If succession planning isn’t an option, consider these alternatives for an exit strategy.
It’s never too soon to start planning your exit strategy, particularly if you don’t have children to play a role in your business after you leave. Small business owners tend to be so focused on survival that they overlook this crucial step, leaving them unprepared when they retire. Regardless of which route you take, start considering a plan that would protect your business and provide you with financial security in retirement.
Take a look at five common options if a child isn’t taking over the business:
It takes several years to prepare for the sale of a business. Whether the buyer is a key employee or a competitor, it's important to have someone in the business who can ensure as smooth a transition as possible, says Cloyd Havens, a Los Angeles-based attorney who focuses on business planning and succession.
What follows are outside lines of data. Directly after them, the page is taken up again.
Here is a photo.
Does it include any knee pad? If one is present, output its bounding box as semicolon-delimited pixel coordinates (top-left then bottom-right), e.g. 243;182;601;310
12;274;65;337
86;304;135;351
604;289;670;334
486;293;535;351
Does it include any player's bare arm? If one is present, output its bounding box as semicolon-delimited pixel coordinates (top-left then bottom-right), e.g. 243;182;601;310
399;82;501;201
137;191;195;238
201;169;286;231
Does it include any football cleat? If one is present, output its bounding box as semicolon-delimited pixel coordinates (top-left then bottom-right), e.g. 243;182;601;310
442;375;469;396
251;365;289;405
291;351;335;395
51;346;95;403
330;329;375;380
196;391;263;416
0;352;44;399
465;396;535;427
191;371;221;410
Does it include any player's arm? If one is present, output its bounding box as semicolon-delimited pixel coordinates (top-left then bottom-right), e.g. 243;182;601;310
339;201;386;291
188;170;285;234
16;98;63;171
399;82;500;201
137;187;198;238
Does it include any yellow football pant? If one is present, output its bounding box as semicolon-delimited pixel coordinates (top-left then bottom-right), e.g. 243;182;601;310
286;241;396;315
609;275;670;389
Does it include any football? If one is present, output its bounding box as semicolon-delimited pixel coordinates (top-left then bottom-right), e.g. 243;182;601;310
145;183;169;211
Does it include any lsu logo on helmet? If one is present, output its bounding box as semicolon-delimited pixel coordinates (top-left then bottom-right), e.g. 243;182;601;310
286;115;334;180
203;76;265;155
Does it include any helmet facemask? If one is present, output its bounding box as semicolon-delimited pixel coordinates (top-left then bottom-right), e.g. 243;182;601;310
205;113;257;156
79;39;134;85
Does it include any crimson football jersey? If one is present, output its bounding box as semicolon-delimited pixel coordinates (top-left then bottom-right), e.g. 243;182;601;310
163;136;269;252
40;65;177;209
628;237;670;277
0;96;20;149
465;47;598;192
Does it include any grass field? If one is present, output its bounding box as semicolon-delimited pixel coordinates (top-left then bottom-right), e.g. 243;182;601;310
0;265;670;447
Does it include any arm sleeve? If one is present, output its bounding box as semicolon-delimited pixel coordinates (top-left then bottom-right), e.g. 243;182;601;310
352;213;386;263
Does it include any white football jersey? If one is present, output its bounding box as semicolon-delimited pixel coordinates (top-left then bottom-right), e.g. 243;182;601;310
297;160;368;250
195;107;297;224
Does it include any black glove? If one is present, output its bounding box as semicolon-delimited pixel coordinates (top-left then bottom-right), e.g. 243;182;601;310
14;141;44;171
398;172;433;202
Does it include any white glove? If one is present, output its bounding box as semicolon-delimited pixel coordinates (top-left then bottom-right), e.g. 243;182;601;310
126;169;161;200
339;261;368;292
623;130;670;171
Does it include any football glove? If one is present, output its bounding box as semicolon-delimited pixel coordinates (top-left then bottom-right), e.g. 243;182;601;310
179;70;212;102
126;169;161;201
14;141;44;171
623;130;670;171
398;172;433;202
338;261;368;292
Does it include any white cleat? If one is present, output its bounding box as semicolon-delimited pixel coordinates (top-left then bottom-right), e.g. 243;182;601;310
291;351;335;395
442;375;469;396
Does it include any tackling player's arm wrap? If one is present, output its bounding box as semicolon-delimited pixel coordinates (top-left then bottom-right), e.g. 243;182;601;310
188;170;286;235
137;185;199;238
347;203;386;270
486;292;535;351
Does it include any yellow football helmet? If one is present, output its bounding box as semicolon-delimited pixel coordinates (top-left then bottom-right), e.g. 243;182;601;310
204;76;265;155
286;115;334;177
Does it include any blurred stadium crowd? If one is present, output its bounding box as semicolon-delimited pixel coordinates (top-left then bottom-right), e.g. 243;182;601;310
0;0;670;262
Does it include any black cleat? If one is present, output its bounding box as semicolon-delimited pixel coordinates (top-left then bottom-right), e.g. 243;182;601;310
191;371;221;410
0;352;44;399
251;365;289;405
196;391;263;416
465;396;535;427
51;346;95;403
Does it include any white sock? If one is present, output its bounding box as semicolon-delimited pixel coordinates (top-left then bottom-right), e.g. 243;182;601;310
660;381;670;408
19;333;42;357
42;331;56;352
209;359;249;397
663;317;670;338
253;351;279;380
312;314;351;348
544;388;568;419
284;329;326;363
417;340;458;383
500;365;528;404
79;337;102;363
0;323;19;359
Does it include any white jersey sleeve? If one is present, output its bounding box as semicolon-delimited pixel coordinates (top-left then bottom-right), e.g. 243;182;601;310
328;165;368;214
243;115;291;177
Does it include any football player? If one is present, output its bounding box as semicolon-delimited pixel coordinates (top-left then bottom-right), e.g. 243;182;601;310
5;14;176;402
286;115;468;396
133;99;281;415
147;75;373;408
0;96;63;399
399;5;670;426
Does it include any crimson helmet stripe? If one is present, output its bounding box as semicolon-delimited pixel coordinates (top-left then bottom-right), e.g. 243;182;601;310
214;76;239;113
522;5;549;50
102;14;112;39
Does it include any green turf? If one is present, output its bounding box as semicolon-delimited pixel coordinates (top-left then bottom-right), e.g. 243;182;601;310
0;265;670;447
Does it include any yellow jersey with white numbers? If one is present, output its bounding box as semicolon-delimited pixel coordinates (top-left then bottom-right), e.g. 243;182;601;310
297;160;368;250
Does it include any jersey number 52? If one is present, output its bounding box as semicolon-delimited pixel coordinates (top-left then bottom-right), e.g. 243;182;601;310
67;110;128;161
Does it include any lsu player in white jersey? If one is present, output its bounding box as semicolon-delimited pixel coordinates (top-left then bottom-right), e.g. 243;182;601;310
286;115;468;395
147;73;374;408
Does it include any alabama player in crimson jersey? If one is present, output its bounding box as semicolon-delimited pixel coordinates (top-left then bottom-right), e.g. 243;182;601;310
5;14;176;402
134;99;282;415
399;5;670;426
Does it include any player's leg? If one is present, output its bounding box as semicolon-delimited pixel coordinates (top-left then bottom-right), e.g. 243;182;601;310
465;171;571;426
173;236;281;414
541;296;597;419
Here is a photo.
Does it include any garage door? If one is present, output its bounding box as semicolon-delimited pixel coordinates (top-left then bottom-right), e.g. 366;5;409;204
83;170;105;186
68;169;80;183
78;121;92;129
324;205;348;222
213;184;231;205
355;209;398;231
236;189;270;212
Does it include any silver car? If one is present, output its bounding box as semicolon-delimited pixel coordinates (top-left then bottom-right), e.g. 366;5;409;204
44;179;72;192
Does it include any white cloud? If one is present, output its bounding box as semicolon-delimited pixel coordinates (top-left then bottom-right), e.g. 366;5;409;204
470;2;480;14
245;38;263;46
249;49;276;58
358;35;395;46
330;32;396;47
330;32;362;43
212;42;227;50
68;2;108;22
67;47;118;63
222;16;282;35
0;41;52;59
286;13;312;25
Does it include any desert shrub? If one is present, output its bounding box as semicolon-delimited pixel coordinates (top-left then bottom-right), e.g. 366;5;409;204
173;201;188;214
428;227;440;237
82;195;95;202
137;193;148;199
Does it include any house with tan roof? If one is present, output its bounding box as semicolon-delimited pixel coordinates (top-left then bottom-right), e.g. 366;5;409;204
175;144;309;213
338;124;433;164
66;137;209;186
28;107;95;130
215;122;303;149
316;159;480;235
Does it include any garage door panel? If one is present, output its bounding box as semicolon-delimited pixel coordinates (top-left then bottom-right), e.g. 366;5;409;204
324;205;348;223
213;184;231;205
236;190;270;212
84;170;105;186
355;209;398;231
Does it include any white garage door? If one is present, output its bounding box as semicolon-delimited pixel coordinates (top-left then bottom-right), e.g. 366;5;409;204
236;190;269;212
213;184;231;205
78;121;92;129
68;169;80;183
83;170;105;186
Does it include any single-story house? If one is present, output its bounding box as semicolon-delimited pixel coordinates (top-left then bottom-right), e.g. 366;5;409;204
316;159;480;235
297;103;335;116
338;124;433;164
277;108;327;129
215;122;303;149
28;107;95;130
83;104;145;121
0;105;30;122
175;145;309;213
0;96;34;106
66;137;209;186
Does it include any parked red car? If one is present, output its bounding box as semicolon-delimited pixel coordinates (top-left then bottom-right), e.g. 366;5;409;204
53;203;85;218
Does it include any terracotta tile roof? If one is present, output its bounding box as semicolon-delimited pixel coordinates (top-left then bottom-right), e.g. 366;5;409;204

While determining how the business will be run prior to closing, you'll need to have your assets, customer lists and intellectual property intact.
2. Groom an in-house replacement.
Betty Galligan doesn’t intend to retire for many years, but she’s already prepping one of her employees to fill her shoes as president of Newberry Public Relations & Marketing Inc., in Providence, R.I. "I want a legacy to continue," she says. "I've built relationships with the clients and want to ensure they are taken care of."
The upside of doing so is a well-planned exit strategy, says Havens. The risk is that the person could leave and become a competitor, he adds, so choose your replacement wisely.
3. Create an employee stock option plan.
Galligan is also considering a transition to an ESOP model, under which the remaining employees would assume control of the company and accumulate shares. This is a long, complicated process that would require working with a tax advisor to understand the tax implications of ESOPs. Havens says that an ESOP is a viable alternative "if you’ve got 12 or more employees and sales in the $5 to $10 million or above range."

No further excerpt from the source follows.